Overall, it’s essential for older adults to carefully consider their unique needs and limitations when planning a trip and to take steps to ensure a safe, enjoyable experience. Research and preparation for your trip in advance can help travel go smoothly.
There are several differences between travelling in your 30s versus your 70s.
Here are a few examples:
- Physical health: As we age, our bodies naturally become less agile and more susceptible to a range of health conditions. In our 60s, we may be more likely to experience joint pain, stiffness, or other mobility issues, making navigating the airport and sitting for extended periods on a plane more challenging.
- Stamina: Older adults may also experience decreased stamina, which can make travelling more tiring and require more frequent rest breaks or accommodations during travel.
- Comfort: As we age, we may become more sensitive to changes in temperature or humidity, which can make it harder to stay comfortable during a flight. Additionally, older travellers may require more space or specific seating arrangements to accommodate medical conditions or mobility issues.
- Security screenings: Older travellers may be more likely to have medical devices or other items that require additional screening or clearance, making the security screening process more time-consuming or stressful.
- Travel preferences: As we age, our travel preferences may also change. For example, older adults may prefer to travel more leisurely, take more time to explore their destination, or opt for more upscale accommodations or dining experiences.
To help overcome these challenges, you might consider booking direct flights whenever possible and requesting special accommodations such as wheelchair assistance or priority boarding. Be sure to inform airline personnel of any special needs or medical conditions and bring any necessary documentation or medications. Additionally, wear comfortable clothing and shoes that are easy to slip on and off during security screenings.
Older Travellers – Before You Start Planning
However, there may be travel restrictions for senior citizens who could face particular barriers and risks when they travel outside their own country.
As a Canadian, I recommend checking out this page from the Canadian Government.
US residents may want to check out this page and be sure their u.s. passport for senior citizens is in place.
The Health In Aging has this checklist to download.
More than others, you must adequately establish your means of staying connected in an emergency. This article will assist Staying Connected Via Your Smartphone, Your New Best Friend. It contains a few senior travel tips you will find on this website.

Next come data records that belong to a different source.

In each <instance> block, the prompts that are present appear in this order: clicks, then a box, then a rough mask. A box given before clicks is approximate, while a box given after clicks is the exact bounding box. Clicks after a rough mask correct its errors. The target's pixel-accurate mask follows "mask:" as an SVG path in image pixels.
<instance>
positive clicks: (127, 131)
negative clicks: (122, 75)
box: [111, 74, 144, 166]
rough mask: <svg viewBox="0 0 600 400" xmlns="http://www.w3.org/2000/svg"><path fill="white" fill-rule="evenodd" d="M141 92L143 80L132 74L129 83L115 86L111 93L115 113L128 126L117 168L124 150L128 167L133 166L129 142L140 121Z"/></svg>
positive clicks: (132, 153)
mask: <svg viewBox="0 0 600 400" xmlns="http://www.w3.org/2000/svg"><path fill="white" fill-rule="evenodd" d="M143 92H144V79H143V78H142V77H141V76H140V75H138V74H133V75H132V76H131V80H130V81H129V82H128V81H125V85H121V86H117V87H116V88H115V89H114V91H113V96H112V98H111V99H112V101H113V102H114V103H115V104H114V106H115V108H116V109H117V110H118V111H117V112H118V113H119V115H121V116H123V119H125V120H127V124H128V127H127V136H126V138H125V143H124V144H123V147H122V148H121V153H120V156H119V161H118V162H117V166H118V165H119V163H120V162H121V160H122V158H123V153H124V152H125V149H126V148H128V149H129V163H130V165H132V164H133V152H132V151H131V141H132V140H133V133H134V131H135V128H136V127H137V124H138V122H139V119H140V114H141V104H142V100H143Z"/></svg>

Need some ideas? Each year Frommer’s updates its list of Best Vacation Ideas and Destinations for Seniors. This is a good place to start thinking about where you might want to go if travelling as an older person is newer to you. It is also an excellent place to learn about your ideal destination.
You may also consider tours for seniors travelling alone or senior travel groups.
While travelling when you’re older may come with some unique challenges, it can also be a rewarding and fulfilling experience that allows you to see the world in a new light. By being aware of these challenges and taking steps to manage them, you can continue to enjoy travel and its benefits throughout your life.